Our hearts go out to Clifford, who quotes Gene as saying, “You have children to take care of you,” and in the second act, he endures horrible domestic scenes with his irresponsible dad and drunk, suicidal mom. But as much as we sympathize with the son’s predicament, neither Leight’s portrait of the character nor Moses’ performance makes Clifford very compelling.

Leight gives Side Man a to-and-fro flashback structure that allows Clifford to comment on events that occurred before he was born. But the scheme lacks tightness, and director Jessica Phelps West doesn’t always clarify some of the shifts in time, especially in the play’s early scenes.

But West comfortably stages Side Man’s many charming scenes of musician camaraderie.
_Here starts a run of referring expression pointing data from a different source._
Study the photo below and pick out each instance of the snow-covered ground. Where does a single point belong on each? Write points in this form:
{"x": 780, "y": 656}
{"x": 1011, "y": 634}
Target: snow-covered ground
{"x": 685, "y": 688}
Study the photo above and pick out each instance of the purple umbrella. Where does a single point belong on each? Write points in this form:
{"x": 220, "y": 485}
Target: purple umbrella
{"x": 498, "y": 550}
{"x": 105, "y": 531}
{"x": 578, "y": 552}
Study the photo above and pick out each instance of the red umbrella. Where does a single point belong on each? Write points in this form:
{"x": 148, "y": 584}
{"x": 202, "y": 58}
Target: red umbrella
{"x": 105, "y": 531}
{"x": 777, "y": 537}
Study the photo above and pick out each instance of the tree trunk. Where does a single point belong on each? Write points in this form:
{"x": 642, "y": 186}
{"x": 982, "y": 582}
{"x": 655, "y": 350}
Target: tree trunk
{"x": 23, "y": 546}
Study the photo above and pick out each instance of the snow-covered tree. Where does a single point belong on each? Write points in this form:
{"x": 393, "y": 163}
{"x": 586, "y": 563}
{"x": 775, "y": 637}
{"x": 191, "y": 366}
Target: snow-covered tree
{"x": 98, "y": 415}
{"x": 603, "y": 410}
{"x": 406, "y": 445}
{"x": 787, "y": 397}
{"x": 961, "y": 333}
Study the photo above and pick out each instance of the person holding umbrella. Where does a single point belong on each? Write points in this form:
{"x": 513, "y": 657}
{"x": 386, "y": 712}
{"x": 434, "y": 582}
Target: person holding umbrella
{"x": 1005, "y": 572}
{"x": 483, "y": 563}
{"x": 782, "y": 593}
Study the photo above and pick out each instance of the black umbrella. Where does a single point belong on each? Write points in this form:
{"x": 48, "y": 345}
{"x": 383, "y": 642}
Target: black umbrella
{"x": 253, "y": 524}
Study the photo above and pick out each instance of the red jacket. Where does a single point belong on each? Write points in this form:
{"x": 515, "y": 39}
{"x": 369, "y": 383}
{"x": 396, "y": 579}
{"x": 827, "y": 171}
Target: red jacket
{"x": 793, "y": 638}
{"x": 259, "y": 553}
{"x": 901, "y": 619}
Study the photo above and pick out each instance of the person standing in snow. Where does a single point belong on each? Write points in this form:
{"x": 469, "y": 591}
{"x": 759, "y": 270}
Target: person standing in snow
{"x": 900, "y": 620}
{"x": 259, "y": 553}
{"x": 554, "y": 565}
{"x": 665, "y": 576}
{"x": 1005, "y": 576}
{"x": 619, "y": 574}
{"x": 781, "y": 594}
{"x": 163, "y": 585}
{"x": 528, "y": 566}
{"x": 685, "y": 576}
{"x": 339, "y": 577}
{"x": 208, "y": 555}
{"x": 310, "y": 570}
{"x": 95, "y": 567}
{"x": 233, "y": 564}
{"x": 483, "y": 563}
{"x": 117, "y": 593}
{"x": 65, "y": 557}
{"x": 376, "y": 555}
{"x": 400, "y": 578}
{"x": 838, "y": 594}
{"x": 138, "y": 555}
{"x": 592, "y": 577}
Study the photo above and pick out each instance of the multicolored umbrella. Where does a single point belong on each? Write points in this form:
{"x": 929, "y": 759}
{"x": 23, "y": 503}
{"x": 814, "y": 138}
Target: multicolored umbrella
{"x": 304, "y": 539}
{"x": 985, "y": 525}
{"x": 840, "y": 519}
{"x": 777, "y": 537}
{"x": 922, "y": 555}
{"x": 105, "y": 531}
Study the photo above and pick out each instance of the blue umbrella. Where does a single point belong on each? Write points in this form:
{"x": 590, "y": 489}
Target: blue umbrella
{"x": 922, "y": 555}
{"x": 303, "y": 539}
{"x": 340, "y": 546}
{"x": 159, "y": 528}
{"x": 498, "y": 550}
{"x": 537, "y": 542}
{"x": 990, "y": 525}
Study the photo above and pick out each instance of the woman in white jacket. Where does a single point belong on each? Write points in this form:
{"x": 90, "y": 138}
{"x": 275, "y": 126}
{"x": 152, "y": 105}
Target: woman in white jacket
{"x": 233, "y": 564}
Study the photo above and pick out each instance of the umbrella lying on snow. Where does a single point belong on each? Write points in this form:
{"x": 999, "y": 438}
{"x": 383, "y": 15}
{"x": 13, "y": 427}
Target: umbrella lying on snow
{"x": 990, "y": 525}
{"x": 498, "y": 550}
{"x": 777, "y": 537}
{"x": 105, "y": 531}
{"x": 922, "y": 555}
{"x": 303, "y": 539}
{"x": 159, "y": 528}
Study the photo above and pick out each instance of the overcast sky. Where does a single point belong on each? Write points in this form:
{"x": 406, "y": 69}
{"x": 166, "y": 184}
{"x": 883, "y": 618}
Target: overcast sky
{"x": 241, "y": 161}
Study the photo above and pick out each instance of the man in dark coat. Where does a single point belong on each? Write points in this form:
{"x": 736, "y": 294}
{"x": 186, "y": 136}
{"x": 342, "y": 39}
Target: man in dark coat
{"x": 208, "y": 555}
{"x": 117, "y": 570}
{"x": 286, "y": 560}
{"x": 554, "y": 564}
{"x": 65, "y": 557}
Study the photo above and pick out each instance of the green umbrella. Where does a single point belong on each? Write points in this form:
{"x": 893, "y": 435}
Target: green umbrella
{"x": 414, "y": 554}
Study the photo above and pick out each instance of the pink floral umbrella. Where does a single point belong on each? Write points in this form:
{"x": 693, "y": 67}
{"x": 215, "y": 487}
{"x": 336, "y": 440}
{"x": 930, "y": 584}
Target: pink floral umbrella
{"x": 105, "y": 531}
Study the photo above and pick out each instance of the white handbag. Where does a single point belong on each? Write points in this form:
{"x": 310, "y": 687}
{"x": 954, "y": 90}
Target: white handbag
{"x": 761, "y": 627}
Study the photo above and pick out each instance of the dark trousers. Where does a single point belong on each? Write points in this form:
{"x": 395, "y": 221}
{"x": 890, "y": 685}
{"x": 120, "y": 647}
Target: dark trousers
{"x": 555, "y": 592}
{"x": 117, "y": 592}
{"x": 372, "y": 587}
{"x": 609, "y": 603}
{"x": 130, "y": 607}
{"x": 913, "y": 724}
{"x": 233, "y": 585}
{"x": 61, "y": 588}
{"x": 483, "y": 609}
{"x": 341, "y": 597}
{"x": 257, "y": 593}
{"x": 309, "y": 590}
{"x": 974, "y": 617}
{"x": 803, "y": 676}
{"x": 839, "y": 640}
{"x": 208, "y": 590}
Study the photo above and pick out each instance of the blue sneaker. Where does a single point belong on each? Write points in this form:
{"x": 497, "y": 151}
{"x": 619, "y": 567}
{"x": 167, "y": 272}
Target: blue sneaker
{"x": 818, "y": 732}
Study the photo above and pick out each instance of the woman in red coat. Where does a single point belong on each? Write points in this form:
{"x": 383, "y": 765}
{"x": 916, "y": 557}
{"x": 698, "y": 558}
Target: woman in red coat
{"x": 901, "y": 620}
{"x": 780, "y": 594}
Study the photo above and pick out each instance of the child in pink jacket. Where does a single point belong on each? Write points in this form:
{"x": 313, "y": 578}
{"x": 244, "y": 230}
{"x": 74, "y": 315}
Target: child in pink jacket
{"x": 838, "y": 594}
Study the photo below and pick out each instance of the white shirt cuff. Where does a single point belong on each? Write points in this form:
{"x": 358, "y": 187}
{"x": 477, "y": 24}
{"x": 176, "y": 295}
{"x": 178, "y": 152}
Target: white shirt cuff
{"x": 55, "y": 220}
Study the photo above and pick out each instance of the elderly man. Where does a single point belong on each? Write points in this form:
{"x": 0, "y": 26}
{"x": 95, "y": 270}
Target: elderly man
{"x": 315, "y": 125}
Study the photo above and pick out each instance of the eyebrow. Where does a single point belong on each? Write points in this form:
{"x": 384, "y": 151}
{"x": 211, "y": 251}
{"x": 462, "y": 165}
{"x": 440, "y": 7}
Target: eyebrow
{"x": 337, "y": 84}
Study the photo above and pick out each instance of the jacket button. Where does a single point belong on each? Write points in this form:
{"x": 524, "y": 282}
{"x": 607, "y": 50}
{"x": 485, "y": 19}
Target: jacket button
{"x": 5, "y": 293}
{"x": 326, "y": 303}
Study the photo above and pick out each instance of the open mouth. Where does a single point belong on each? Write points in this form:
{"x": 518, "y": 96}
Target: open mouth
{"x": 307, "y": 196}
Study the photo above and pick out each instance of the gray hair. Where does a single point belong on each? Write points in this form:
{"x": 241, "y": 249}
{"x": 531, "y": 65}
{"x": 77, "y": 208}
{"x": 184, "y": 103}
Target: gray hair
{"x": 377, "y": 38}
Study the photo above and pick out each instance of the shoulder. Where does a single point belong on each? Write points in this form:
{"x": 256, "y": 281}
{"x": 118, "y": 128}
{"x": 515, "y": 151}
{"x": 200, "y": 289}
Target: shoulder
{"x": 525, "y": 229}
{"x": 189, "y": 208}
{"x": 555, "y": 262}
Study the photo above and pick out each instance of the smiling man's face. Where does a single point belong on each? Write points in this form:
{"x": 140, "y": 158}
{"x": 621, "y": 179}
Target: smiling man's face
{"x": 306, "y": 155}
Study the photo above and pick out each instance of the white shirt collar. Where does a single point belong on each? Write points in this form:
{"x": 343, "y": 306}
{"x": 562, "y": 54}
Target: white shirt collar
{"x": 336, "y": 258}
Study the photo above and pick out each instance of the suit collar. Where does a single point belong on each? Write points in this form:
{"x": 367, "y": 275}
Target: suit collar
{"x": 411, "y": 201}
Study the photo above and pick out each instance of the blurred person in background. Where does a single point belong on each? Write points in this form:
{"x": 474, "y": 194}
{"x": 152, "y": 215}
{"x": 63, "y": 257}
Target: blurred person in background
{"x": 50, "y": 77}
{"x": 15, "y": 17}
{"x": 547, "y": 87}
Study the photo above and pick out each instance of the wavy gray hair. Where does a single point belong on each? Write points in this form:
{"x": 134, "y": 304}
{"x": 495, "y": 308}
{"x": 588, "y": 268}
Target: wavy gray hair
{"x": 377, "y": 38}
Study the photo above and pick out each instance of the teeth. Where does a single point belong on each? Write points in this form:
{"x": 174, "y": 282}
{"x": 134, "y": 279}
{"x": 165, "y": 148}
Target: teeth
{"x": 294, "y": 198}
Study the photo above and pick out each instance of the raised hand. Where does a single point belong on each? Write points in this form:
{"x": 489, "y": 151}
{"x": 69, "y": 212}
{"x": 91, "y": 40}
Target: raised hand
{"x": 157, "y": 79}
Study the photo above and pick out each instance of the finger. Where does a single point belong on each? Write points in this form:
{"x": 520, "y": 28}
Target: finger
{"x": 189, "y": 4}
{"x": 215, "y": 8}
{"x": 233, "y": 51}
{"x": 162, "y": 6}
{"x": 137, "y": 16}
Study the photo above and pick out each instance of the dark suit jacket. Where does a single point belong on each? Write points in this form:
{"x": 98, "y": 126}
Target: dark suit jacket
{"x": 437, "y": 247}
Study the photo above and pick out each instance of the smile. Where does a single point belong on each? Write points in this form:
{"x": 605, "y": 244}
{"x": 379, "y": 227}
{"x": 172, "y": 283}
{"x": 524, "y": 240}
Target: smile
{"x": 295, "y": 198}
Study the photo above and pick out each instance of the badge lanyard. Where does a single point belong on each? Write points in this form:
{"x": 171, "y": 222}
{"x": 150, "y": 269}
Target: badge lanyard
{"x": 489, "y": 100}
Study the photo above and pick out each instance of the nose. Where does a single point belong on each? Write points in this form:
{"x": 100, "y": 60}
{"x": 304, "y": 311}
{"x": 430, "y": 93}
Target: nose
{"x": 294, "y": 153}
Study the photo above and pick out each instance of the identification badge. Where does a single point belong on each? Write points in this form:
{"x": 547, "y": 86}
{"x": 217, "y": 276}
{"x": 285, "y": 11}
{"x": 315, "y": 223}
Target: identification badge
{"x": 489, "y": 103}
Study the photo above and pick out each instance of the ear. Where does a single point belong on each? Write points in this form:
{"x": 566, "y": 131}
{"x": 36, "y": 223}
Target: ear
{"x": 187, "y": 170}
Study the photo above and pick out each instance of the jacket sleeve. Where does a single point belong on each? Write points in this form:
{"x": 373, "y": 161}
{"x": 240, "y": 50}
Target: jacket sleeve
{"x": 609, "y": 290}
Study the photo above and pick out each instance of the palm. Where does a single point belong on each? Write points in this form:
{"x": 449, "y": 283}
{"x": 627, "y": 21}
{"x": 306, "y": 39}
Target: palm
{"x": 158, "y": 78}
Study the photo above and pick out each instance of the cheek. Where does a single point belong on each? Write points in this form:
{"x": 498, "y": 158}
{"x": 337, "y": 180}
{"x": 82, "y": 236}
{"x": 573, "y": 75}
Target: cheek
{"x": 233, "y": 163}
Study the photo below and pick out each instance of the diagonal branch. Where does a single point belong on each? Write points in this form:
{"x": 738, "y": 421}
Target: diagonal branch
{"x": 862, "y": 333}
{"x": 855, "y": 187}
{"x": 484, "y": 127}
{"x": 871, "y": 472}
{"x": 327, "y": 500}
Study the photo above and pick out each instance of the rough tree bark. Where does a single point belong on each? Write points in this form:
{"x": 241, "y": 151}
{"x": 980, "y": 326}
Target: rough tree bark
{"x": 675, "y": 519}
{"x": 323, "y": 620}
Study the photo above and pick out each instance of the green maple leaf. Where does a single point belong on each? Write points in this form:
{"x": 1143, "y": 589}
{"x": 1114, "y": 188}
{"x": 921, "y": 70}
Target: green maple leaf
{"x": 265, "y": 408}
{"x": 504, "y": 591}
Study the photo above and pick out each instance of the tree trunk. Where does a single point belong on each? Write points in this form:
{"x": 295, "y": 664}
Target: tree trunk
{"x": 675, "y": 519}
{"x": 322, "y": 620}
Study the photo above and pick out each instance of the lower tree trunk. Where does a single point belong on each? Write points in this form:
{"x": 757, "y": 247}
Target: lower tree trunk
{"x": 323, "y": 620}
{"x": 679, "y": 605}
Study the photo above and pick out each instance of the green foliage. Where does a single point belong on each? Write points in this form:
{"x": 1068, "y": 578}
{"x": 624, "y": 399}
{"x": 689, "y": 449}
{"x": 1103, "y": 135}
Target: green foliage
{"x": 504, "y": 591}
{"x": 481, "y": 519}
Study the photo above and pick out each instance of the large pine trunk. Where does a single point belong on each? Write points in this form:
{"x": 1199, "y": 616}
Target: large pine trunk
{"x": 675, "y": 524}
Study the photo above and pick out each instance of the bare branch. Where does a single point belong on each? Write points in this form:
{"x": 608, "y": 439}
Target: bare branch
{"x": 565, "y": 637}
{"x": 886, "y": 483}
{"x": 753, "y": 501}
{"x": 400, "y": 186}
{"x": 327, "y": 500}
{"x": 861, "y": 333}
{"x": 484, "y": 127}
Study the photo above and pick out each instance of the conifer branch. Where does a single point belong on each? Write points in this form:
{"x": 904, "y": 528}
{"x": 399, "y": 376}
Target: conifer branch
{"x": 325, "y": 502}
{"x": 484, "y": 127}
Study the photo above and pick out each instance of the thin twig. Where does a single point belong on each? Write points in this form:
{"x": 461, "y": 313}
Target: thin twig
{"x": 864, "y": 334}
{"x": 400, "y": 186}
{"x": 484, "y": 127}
Gene and the rest of the horn section crowd into the same restaurant booth and swap gossipy stories, while Clifford explains that jazzmen don’t dance or pick up checks. Peter Thomasson’s Jonesy, who’s hooked on heroin and the trombone, talks about the distinction between a “junkie” and an “addict” (the latter still attends his gigs).

The penniless rituals of jazz marriages provide rueful humor. When Gene and Terry move in together, they decorate their apartment with furniture cast off from the many failed jazz marriages over the years. As the slutty, oft-married jazz-groupie Patsy, Kathleen Wattis gives a disarming, almost wholesome performance.

Theatre in the Square frequently programs shows that celebrate music and musicians, but Side Man feels like a necessary reality check to nostalgia-fests like The 1940s Radio Hour. With its dirty talk and drug use, Side Man plays with more street-level authenticity, compared to some of the playhouse’s more comforting shows. Side Man isn’t so much about the music as the price of making it.